Semi-ring-porous secondary wood with distinct growth rings, rays dilated at the ring boundaries. Vessels almost exclusively solitary or in rare tangential groups of 2-3 or radial multiples of 2-5 pores. The vessels have round, polygonal or radial oval shape, radial/tangential diameters have 40-75 / 30-65 µm, cellular wall thickness is 4-6 μm double wall and density of 68-146 vessels per mm 2. Vertically the vessels have simple perforations, spiral thickenings frequent and slightly tilted to nearly horizontal, alternating, hexagonal bordered pits, numerous, small, of 7-8 µm, with large apertures, of 5 μm. The vascular elements of 88-182 μm length have large thin walled tyloses and colored crystals. The parenchyma is of apotracheal type, diffuse or as short lines and few paratracheal. Vertically it occurs in numerous strands of 6 rectangular cells or more, sometimes crystalliferous, or as large polygonal cells, attached to vessels, with numerous, opposite pitting. The rays have cells pitted on the horizontal walls and are fine to broad of 1-12(16) cells wide. The 1-4- seriates are not very high, and occur grouped around the thick rays of up to 16 cells, which are dissected by fascicles of some fibers, and have short endings of 1-3 cells. Ray frequency is of 8-10 rays on horizontal tangential mm. Radially are homocellular with cells all procumbent with variable height, of 11-20 μm, bearing 1-3 large, polygonal oval-rounded crystals, floating in a dark mass. In the cross-fields with vessels there are numerous, small pits of 2 μm in 1-2 horizontal rows arranged. The fibers with polygonal section, of 10-12 μm in diameter, with wide lumen, round to point like, with thick walls and rare spiral thickenings, small, numerously bordered pitted in a vertical row and sometimes septate.
Angiosperms – Monocots
Order Arecales Bromhead
Family Arecaceae Bercht. & J.Presl, 1820 , nom. cons. (= Arecaceae Schultz-Schultzenst. ); (= Palmae Juss., nom. alt.).

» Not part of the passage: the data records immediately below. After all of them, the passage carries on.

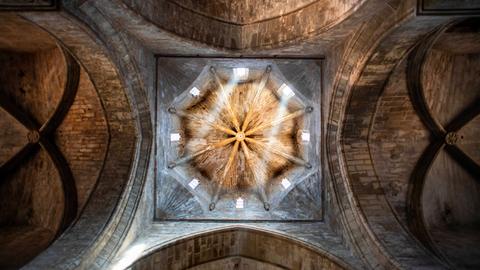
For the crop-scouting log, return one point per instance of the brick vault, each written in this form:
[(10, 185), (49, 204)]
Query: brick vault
[(259, 134)]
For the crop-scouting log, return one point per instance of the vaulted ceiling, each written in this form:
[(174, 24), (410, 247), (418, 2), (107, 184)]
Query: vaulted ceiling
[(129, 130)]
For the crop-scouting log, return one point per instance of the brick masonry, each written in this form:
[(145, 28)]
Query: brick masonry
[(264, 247)]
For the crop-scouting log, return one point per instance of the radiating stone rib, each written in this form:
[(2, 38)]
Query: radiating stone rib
[(278, 152), (208, 148), (260, 87), (225, 101), (280, 120), (214, 125), (231, 158)]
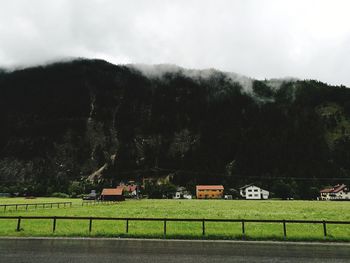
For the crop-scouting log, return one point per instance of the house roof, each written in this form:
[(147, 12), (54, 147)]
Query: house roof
[(338, 188), (210, 187), (130, 188), (245, 186), (335, 189), (326, 190), (112, 191)]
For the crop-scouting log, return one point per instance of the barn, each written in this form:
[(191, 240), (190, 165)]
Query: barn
[(112, 194)]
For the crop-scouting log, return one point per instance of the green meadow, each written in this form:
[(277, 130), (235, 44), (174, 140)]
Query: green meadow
[(223, 209)]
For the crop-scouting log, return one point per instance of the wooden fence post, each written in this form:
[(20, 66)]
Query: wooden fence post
[(203, 227), (18, 224), (164, 228), (243, 230), (90, 225), (54, 225)]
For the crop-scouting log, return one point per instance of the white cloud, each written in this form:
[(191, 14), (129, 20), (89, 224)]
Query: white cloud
[(257, 38)]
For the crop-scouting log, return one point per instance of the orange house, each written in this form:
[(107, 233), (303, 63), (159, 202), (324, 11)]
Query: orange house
[(209, 191)]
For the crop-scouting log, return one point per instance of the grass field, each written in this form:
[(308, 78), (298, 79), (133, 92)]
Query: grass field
[(230, 209)]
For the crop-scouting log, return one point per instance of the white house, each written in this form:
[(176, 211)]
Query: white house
[(337, 192), (252, 192)]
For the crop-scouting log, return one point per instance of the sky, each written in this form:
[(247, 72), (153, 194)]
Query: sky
[(306, 39)]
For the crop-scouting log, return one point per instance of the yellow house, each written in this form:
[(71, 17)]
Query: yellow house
[(209, 191)]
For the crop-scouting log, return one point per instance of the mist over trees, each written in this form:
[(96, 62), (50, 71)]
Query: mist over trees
[(74, 126)]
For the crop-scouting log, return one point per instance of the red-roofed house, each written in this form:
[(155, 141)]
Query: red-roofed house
[(337, 192), (112, 194), (209, 191)]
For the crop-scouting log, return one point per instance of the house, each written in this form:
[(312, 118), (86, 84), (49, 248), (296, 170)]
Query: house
[(130, 189), (112, 194), (337, 192), (209, 191), (91, 196), (182, 193), (253, 192)]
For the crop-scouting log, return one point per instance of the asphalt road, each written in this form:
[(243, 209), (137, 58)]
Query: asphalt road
[(130, 250)]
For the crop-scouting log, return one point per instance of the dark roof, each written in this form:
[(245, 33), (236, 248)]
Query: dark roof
[(246, 186), (210, 187), (112, 191), (335, 189)]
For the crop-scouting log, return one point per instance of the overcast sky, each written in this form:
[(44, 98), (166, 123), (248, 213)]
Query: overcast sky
[(257, 38)]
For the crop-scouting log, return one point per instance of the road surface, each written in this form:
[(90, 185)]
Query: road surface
[(52, 250)]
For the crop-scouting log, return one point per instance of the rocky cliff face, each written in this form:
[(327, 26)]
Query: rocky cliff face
[(91, 120)]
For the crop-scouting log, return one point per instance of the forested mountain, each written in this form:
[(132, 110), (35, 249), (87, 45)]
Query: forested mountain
[(92, 122)]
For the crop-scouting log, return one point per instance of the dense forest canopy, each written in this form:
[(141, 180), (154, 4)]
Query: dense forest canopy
[(92, 123)]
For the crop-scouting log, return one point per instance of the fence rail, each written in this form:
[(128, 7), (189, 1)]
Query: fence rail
[(98, 202), (243, 222), (36, 205)]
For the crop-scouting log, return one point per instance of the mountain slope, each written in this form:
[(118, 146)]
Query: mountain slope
[(90, 119)]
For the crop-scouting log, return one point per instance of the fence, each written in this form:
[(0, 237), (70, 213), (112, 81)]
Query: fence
[(36, 205), (98, 202), (166, 220)]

Genus Rhizopalmoxylon (Felix) Gothan, 1942 Rhizopalmoxylon sp. aff. sabaloides
Fig. 19 View Fig , photos a-i.
Material
A sample of dispersed petrified wood (field number 814), collected from Basarabasa Hill in Basarabasa village area, from Mid-Miocene volcano-sedimentary deposits (Late Badenian-Early Sarmatian), having centimetric sizes and representing a silicified (opalised) wood fragment of yellowish color. The material remained after the oriented thin sections were realized is kept now in GIR collection at National Geological Museum - Bucharest under the inventory number 26,465 (field numbers: 814). Under the magnifying glass a fascicular structure is guessed, suggesting a monocotyledonate.
Microscopic description
The studied silicified wood fragment appears to originate from a palm tree, with a typical fascicular microscopic structure: it presents in the transversal section a very thin cortical zone and a central cylinder with fibro-vascular bundles and remains of a parenchymal ground tissue. The transverse sections in which the cortical zone appears reveal its development outlining on relatively small portions groups of fibrovascular bundles and ground tissue inside the structure, which is not characteristic of the palm tree trunk, but rather to the root zone.

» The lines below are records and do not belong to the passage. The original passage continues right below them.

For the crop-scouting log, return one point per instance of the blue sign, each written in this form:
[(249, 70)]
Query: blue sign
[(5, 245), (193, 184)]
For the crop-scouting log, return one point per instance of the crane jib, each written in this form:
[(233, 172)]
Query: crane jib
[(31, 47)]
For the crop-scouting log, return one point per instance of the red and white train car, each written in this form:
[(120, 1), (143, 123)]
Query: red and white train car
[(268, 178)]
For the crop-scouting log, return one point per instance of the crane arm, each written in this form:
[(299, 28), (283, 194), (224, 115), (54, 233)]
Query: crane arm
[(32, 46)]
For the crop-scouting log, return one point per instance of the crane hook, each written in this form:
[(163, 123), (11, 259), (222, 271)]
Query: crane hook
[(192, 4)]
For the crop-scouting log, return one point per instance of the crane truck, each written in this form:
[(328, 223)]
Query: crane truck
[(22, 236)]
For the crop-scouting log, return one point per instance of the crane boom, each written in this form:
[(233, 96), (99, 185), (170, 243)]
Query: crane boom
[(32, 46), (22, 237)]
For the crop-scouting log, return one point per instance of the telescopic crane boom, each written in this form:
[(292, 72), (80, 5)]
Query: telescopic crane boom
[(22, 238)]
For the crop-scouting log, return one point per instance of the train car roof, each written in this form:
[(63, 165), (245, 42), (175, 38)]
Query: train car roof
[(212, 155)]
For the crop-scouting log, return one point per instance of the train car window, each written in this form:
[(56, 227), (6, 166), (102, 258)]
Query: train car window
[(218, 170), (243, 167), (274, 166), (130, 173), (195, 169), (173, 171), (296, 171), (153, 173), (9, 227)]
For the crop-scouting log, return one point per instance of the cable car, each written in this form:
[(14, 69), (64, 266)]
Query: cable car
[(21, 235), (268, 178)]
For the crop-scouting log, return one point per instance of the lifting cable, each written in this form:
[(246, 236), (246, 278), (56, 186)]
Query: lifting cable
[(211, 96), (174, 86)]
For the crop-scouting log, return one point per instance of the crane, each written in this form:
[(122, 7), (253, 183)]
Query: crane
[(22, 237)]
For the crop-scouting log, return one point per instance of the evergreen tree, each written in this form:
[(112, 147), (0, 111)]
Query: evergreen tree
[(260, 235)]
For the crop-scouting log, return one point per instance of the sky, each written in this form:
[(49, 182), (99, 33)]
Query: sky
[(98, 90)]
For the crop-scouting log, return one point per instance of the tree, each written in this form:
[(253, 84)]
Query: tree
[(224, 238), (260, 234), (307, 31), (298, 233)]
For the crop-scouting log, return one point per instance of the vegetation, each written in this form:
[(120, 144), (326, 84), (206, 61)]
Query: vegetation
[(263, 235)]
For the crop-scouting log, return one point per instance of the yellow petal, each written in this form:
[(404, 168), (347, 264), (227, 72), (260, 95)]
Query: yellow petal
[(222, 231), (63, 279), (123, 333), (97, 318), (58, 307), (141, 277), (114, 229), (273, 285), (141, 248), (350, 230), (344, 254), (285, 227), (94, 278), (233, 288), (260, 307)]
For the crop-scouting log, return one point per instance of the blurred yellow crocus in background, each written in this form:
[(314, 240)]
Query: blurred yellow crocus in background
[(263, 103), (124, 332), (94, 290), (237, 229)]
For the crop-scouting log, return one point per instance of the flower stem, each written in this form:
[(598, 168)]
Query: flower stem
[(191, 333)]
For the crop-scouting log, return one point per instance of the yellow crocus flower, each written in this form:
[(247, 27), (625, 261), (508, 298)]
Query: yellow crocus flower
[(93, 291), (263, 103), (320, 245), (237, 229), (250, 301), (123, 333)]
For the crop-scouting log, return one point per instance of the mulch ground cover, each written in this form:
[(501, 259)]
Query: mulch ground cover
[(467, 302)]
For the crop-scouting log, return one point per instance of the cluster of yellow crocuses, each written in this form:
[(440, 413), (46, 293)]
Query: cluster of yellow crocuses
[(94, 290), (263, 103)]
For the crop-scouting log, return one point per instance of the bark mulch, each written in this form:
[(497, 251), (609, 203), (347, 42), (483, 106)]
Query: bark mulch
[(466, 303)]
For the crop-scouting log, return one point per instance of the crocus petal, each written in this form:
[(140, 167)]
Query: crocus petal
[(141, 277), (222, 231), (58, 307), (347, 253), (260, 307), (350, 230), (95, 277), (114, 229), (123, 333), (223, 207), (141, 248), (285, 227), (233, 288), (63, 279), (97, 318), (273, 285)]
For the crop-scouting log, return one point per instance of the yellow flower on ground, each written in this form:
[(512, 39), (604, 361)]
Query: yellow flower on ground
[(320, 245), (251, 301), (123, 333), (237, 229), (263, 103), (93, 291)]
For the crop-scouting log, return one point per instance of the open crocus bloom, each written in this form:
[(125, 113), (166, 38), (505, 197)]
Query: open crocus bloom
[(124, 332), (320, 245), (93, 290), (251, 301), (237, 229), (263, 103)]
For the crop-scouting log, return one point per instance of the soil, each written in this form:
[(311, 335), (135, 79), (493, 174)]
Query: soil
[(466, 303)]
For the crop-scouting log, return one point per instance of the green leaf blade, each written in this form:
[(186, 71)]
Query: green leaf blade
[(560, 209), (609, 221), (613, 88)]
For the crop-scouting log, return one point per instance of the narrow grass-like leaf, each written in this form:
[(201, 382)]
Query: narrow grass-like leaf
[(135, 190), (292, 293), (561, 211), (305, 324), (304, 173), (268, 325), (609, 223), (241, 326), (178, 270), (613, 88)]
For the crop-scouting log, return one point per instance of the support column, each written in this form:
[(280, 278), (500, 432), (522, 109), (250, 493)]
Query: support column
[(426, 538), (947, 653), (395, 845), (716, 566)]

The cortical zone is marked towards the outside by several rows of thick-walled fibrous cells following an irregular trajectory representing, of course, the irregular contour of a small rootlet developed in competition with the others, numerous in this plant portion. There follows an opaque blanket of parenchyma in which small, dispersed fibrous bundles appear and this aspect similarly appears to the outside of the area, beyond a limit area relatively irregular as thickness of some cells rows, which is probably the rootlet exodermis. The median cortex is marked by the presence of large round elliptical hollow spaces with diameters of 60-168/105-50 μm, tangentially orient- ed, probably representing aeriferous channels, again characteristic of root structures. The inner cortex is hard to delimit as an entity, as it make the transition to the following area.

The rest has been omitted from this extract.